Il Napoli si appresta a scendere in campo contro il Sassuolo con una novità tattica: il passaggio al 4-4-2. Questa scelta strategica da parte dell’allenatore potrebbe rivelarsi determinante per il proseguimento della stagione.
Nelle ultime settimane, la squadra partenopea ha mostrato segni di stanchezza e di difficoltà nel trovare continuità. Il cambio di modulo mira a rinforzare il centrocampo e a garantire maggiore equilibrio in fase difensiva. Con due punte, il Napoli cercherà di sfruttare al meglio le ripartenze e il gioco sulle fasce, elementi chiave per mettere in difficoltà la retroguardia avversaria.
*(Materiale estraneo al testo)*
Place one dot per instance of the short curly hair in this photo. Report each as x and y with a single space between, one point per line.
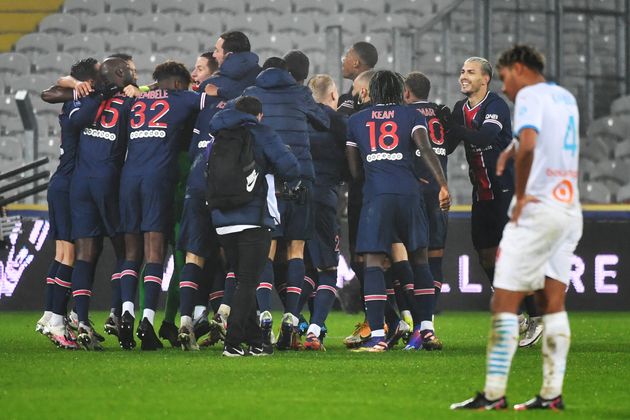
524 54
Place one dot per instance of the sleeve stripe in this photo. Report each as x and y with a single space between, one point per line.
494 122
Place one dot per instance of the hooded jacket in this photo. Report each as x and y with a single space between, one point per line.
273 157
238 71
287 108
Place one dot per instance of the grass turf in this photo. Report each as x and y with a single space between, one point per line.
38 380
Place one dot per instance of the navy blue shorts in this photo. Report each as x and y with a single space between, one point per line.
323 247
390 218
296 219
59 217
488 218
146 204
196 232
94 206
438 219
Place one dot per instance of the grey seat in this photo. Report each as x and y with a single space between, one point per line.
60 24
155 24
35 44
107 24
84 44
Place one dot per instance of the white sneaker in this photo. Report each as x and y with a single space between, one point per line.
533 333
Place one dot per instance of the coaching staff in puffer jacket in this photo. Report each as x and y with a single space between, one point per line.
244 232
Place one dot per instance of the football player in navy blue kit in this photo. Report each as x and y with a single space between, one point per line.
385 138
102 120
60 272
147 186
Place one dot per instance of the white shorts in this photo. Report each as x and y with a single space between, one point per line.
540 245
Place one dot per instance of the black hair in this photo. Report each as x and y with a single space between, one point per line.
418 84
524 54
84 69
249 105
172 69
275 62
297 64
124 56
235 41
386 87
367 53
213 65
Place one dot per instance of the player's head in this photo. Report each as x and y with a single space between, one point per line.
360 57
324 90
475 76
230 42
417 87
85 70
115 71
205 66
130 63
249 105
518 67
386 87
172 75
298 65
275 63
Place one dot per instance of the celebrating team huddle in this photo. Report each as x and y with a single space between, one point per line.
242 173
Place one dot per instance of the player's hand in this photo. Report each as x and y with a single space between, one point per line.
444 115
83 89
520 204
445 199
504 157
211 90
131 91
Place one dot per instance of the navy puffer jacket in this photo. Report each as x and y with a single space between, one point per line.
272 156
287 108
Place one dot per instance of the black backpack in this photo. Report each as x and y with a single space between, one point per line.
233 176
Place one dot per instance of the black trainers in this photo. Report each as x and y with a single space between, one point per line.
125 333
168 331
234 351
480 402
539 403
147 336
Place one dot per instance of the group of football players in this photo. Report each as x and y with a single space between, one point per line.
134 165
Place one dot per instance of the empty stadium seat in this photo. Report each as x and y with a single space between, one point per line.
155 24
249 24
297 23
129 7
177 7
200 24
60 24
36 44
84 44
84 7
316 7
177 43
130 43
58 63
106 24
278 7
232 7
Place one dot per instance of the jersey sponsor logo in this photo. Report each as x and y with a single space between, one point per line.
144 134
383 156
92 132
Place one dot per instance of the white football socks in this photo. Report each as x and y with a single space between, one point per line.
501 349
556 343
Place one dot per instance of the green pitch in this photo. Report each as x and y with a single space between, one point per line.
39 381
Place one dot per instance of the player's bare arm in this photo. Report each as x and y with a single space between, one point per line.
432 162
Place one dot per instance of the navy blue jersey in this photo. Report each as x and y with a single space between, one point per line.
383 135
156 121
103 138
436 137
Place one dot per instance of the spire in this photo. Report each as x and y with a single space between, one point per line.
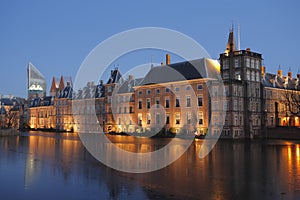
61 84
53 87
231 45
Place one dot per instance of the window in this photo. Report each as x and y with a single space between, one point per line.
177 103
157 102
157 118
200 118
252 63
167 118
238 75
252 76
215 105
109 89
148 118
225 75
148 104
200 101
188 101
215 91
140 119
247 62
257 76
226 91
226 64
248 75
177 118
236 63
167 102
235 105
225 105
199 87
140 104
257 64
188 118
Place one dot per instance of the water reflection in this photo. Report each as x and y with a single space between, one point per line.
57 166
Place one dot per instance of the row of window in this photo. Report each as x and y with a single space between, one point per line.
167 102
177 89
177 118
250 63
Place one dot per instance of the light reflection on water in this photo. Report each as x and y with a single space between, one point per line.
44 165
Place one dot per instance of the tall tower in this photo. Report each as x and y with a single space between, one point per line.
241 73
36 85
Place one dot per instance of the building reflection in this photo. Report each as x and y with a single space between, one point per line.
232 170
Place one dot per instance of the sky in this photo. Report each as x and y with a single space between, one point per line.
56 36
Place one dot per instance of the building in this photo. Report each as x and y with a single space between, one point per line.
36 85
11 112
182 98
241 73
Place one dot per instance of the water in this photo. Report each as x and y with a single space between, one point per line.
41 165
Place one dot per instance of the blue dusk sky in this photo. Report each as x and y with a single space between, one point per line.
57 36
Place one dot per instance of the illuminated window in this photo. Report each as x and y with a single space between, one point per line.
200 118
140 104
200 101
177 118
188 101
177 103
140 119
148 118
199 87
157 118
167 102
167 118
157 102
188 118
148 103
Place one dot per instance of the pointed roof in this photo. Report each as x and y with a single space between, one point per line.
231 44
53 85
61 84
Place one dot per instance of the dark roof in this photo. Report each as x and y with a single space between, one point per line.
188 70
115 76
9 101
100 90
128 85
282 82
45 101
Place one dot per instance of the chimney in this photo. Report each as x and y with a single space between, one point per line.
168 59
263 70
279 72
290 74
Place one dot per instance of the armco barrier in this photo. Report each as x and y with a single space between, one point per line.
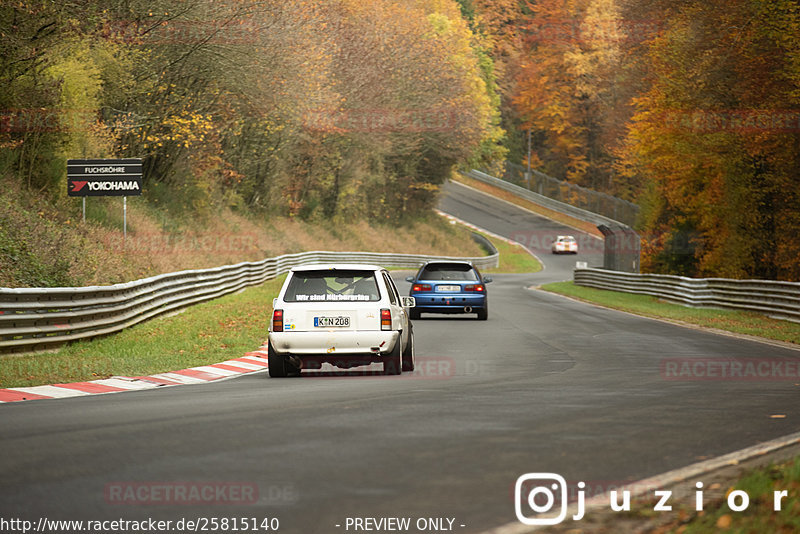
773 298
37 318
622 244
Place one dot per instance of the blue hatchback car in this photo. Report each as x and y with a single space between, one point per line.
449 287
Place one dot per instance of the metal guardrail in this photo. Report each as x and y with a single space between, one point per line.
773 298
613 207
37 318
622 244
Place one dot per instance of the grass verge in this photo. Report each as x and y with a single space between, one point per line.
737 322
513 258
207 333
760 516
527 204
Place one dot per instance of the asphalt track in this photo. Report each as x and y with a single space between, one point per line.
545 385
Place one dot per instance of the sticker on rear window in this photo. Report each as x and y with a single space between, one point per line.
335 298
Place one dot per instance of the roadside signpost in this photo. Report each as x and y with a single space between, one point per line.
105 178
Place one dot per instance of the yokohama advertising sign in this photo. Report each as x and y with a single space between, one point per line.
104 177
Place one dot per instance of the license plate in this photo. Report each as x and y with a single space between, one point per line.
448 288
324 322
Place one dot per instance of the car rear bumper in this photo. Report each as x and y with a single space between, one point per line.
335 343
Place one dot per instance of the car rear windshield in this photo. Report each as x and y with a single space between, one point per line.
449 271
332 286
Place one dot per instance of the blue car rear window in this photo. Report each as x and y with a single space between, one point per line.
447 271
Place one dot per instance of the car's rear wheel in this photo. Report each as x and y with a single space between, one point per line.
276 363
408 353
393 364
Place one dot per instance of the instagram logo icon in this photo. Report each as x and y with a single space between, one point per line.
541 499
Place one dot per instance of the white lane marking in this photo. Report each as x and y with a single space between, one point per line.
125 383
251 366
51 391
255 359
183 379
215 370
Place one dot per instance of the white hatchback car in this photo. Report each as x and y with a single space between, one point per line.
342 314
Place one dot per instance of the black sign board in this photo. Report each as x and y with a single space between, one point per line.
104 177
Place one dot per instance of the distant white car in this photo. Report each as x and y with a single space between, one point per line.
565 244
342 314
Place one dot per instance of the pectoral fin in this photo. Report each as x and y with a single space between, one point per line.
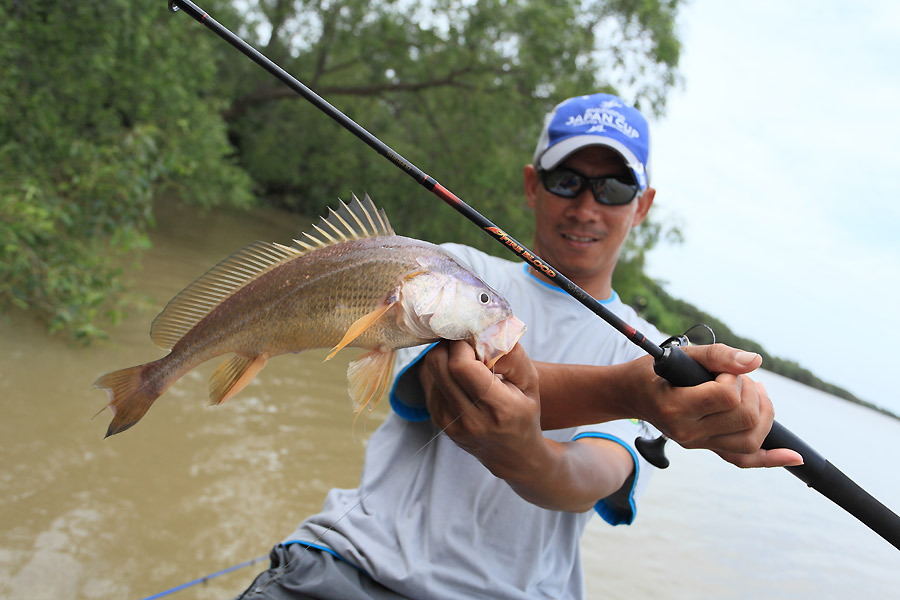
367 378
233 375
361 325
Le probabili formazioni vedono un Napoli che potrebbe presentarsi con Meret in porta, protetto da una linea difensiva composta da Di Lorenzo, Rrahmani, Kim e Mario Rui. A centrocampo, spazio a Lobotka e Anguissa, mentre sulle fasce agiranno Politano e Kvaratskhelia. In attacco, la coppia Osimhen-Lazaro potrebbe dare il via a una nuova fase offensiva.
In conferenza stampa, l’allenatore ha sottolineato l’importanza di ritrovare la solidità e la determinazione che hanno contraddistinto il Napoli all’inizio della stagione. “Dobbiamo tornare a essere una squadra compatta e vogliosa di vincere. Ogni partita è una battaglia”, ha dichiarato Conte, evidenziando la necessità di un approccio mentale forte.
Il match contro il Sassuolo rappresenta un test cruciale per il Napoli. I tifosi sperano che il cambio di modulo possa portare nuova linfa e risultati positivi. La sfida si preannuncia intensa, con entrambe le squadre desiderose di conquistare i tre punti. Il 4-4-2 sarà la chiave per il rilancio partenopeo? Solo il campo potrà dare una risposta.